Microsoft's Windows 10 has plenty going for it, but privacy protection isn't on the list. The company has drawn plenty of criticism for on-by-default options which record and transmit personal information up to and including individual keystrokes, but its latest gaffe is possibly the most boneheadedly embarrassing: tracking what users do when its Edge browser, the successor to Internet Explorer and the default in Windows 10, is in the so-called InPrivate mode.

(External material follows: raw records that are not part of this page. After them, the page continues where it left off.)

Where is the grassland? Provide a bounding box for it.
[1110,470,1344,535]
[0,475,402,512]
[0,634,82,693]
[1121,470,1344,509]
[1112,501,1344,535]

The equivalent to Firefox' Private Browsing or Chrome's Incognito modes, InPrivate claims to automatically clear any stored files or history as soon as the window is closed. Security researcher Ashish Singh suggested
back in October last year that this wasn't the case, and his results have now been partially verified by
The Verge: visits to sites made in InPrivate mode are stored in the same table as regular history entries, allowing the history of a private browsing session to be replicated.
Microsoft, for its part, has confirmed the researcher's findings, releasing a statement to the site which claimed that the company '
recently became aware of a report that claims InPrivate tabs are not working as designed, and we are committed to resolving this as quickly as possible.' No public statement has been released, and the company has not yet issued a release date for a patch to resolve the flaw.